Asthma research round-up
Asthma is a chronic disease that causes your airways to become inflamed, making it hard to breathe, which affects over 25 million people. It is characterized by coughing, shortness of breath, wheezing, and chest tightness.
In recognition of National Asthma and Allergy Awareness Month this May, we took a look at some of the latest research news surrounding asthma: how exposure to cleaning products can put youth at risk of asthma, how a ketogenic diet can help in certain cases of asthma, and how a genetic anomaly is associated with a poor response to a common asthma treatment.
Exposure to common household cleaning products and risk for asthma
A recent study out of Simon Fraser University suggests frequent exposure to household cleaning products, including dishwashing and laundry detergents, cleaners, disinfectants, polishes, and air fresheners, can increase a child’s risk of developing asthma. The findings were published in the Canadian Medical Association Journal.
The researchers used data from 2,022 children participating in the CHILD Cohort Study and examined their daily, weekly, and monthly exposure to 26 types of household cleaners. They found that young infants living in homes these household cleaning products were used frequently were more likely to develop childhood wheeze and asthma by three years of age.
“The big takeaway from this study is that the first few months of life are critical for the development of a baby’s immune and respiratory systems,” said the paper’s lead author, Jaclyn Parks in a press release. “By identifying hazardous exposures during infancy, preventive measures can be taken to potentially reduce childhood asthma and subsequent allergy risk.”
Can a ketogenic diet help in certain cases of asthma?
According to new research from the University of Bonn, published in the journal Immunity, mice that were switched to a ketogenic diet showed significantly reduced inflammation of the respiratory tract. The researchers put asthmatic mice on a diet that contained mainly fats, but hardly any carbohydrates or proteins. With this diet (also known as a ketogenic diet), the cell metabolism changes: the cells now get the energy they need from burning fat.
This means that they lack fatty acids, which they need for the formation of new membranes during cell division. The division activity of the Innate Lymphoid Cells (ILCs) in the mice fed the ketogenic diet decreased dramatically: "Normally, contact with allergens increases the number of ILCs in the bronchi fourfold,” explains one of the paper’s authors, Dr. Christoph Wilhelm, in a press release. "In our experimental animals, however, it remained almost unchanged. Both mucus production and other asthma symptoms decreased accordingly."

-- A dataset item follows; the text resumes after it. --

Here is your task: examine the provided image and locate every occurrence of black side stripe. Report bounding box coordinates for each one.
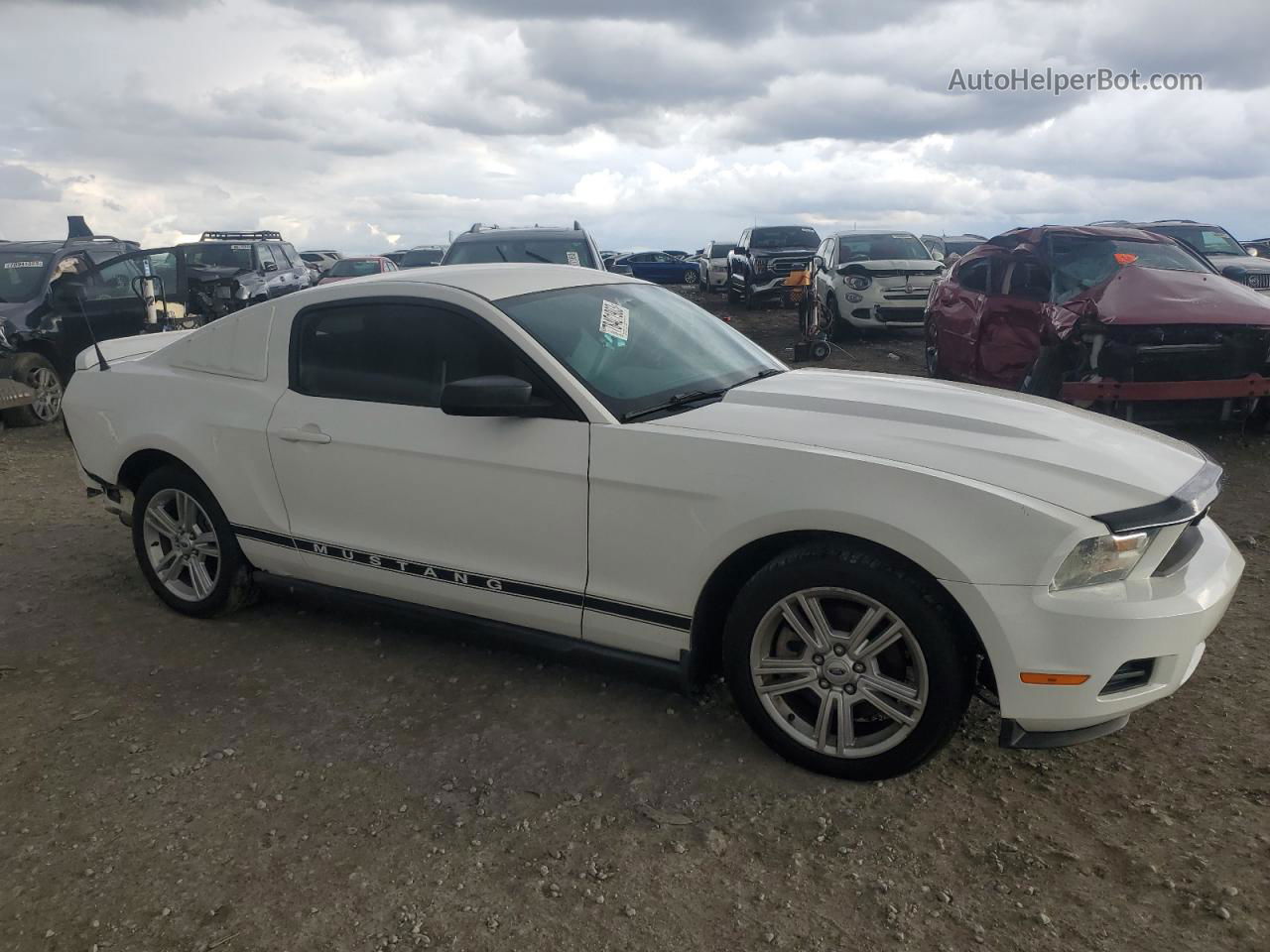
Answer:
[225,526,693,631]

The investigators want to test on patients whether a ketogenic diet can prevent asthma attacks. "We are therefore trying to determine which components of the dietary change are responsible for the effect," says Dr. Wilhelm. "Maybe this will open the door to the development of new drugs."
Poor response to common asthma treatment is associated with a genetic anomaly
A recent study out of the Cleveland Clinic has uncovered a genetic anomaly associated with poor response to a common asthma treatment. The findings, published in Proceedings of the National Academy of Sciences, showed that asthmatic patients with the gene variant HSD3B1(1245A) are less likely to respond to glucocorticoids and often develop severe asthma.
Glucocorticoids are commonly prescribed to treat severe asthma. Until recently, researchers have not understood why many patients do not benefit from them. The findings from this paper make the case for genetic testing and personalized treatment.
"This study is the first to provide genetic evidence suggesting that variants related to androgen synthesis affect glucocorticoids treatment resistance in asthma or any other inflammation-related disease," said Dr. Joe Zein, one of the authors of the paper. "These findings provide us with important new information that may lead to more tailored treatments for asthma patients and the ability to prevent the development of severe disease."